Mi è piaciuto questo fine settimana a Firenze con Allonsanfan
( allonsanfanfgci.it).
E’ stato bello ritrovare tante compagne e compagni con cui si è condiviso tanto seppur in fondo per un tratto di strada poi non lunghissimo.
Segno della intensità e profondità formativa di quegli anni, oltreché per il loro carattere giovanile.
Non voglio tornare su come ho visto questo appuntamento nella sua fase preparatoria ( chi ha voglia di leggerlo può farlo qui grazie all’iniziativa meritoria di Umberto De Giovannangeli https://www.infinitimondi.eu/2024/01/30/realta-e-prospettive-della-sinistra-intervista-a-lunita-di-gianfranco-nappi-in-vista-dellincontro-a-firenze-degli-ex-fgci-il-prossimo-10-febbraio/ ).
Complimenti ai Fiorentini e ai Toscani ( a Marisa Nicchi per tutte e tutti con una menzione particolare per Paola Capranica e Ivano Zeppi), che, memori di antichi primati linguistici e non solo ( seppur anch’essi in piena decadenza ), hanno voluto fare le cose in grande: e i risultati si sono visti in una partecipazione amplissima ed anche in uno sfondamento verso l’indietro dell’arco temporale coperto dall’evento: gli anni ’70. Con tante protagoniste presenti tra le quali le Napoletanissime Franca Chiaromonte e Annamaria Carloni ( per acquisizione).
Se a Firenze si è giunti, è giusto dire anche questo, è merito anche di quel sentiero tracciato testardamente in questi anni, tra Siena, Roma, Napoli, Cinisi che ha fatto maturare l’esigenza che poi in questo fine settimana si è ritrovata in modo mai così forte.
D’Alema se lo è chiesto all’inizio del suo intervento: Bello, ma perché siamo qui?
In questo ritrovarsi a mio modo di vedere si potrebbero leggere mille motivazioni politiche ma che tutte condurrebbero ad una domanda, ci vengo tra un po’, che però non è risuonata nella grande sala, forse per pudore.
E così rimane, sul perché? fondamentalmente il piacere di ritrovarsi. E, vista l’età, teniamocelo stretto che non è né poca né disprezzabile cosa.

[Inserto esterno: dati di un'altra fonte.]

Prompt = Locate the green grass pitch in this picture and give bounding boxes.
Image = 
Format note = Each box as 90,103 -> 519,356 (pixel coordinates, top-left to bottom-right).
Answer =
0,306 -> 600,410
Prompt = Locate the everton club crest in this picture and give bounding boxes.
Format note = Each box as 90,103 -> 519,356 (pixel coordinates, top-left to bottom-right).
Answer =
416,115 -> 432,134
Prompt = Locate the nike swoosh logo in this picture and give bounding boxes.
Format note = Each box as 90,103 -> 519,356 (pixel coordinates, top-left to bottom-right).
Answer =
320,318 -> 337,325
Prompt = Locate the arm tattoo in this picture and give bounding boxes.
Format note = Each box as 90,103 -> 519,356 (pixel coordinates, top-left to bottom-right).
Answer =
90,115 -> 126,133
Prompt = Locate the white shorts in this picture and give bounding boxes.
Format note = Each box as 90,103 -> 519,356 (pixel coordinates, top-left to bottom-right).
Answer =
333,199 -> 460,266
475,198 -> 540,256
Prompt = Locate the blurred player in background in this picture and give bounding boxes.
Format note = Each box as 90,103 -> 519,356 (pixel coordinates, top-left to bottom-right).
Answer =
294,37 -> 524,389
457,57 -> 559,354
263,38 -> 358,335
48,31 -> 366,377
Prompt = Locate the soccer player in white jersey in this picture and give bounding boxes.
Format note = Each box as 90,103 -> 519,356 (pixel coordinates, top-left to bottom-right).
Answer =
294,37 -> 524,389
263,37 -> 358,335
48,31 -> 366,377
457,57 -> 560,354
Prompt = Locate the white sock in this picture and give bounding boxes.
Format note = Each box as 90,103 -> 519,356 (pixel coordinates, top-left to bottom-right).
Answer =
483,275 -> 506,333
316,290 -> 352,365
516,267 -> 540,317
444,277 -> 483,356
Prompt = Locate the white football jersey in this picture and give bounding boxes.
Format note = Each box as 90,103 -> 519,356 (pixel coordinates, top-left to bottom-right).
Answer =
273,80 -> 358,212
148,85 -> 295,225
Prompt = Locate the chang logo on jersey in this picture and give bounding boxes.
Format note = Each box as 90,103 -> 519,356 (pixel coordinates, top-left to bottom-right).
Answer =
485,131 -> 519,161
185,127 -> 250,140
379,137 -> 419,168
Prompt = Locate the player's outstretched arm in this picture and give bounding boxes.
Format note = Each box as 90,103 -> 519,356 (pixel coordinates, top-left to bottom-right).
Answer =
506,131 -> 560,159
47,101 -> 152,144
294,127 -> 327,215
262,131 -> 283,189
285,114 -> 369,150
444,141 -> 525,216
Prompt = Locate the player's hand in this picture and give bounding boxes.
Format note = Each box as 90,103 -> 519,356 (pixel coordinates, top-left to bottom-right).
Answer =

Napoletani a Firenze, con qualche Siciliana e sotto lo sguardo divertito di Luciana Castellina


Non è che oltre si possa dire o fare granché. Diciamocelo.

E non tanto perché, guardando indietro, ci siamo divisi ( eccome se ci siamo divisi! Essendo poi tutti sconfitti, come con belle parole ha riconosciuto Giulia Rodano che quella Svolta di Occhetto appoggiò e come dico io che a quella svolta mi opposi ), nel passato della deflagrazione della sinistra post ’89 della quale siamo stati vittime, protagonisti, spettatori…come si vuole.
E neanche perché non riusciremmo a ritrovare oggi sentimenti e pulsioni unificanti: ne sono emersi tantissimi nella giornata di sabato.
Ma semplicemente perché qualsiasi cosa tu dica ti porta alla domanda politica non posta: chiarito che non è che si siano riunite a Firenze le avanguardie di un nuovo impossibile partito, a maggior ragione non puoi non misurarti con le domande del che fare, qualunque cosa esso sia: su cosa? Come? Con chi? Da che parte?
Su questo ho una convinzione abbastanza netta: nulla di quel che tu vorresti fosse o pensi debba essere la sinistra può nascere, affermarsi, costruirsi a partire da quel che a sinistra, sul piano della politica-politica, oggi c’è.
Anzi, per dircela tutta, quel che c’è, ti porta dritto da un’altra parte, per una sorta di inerzia della storia.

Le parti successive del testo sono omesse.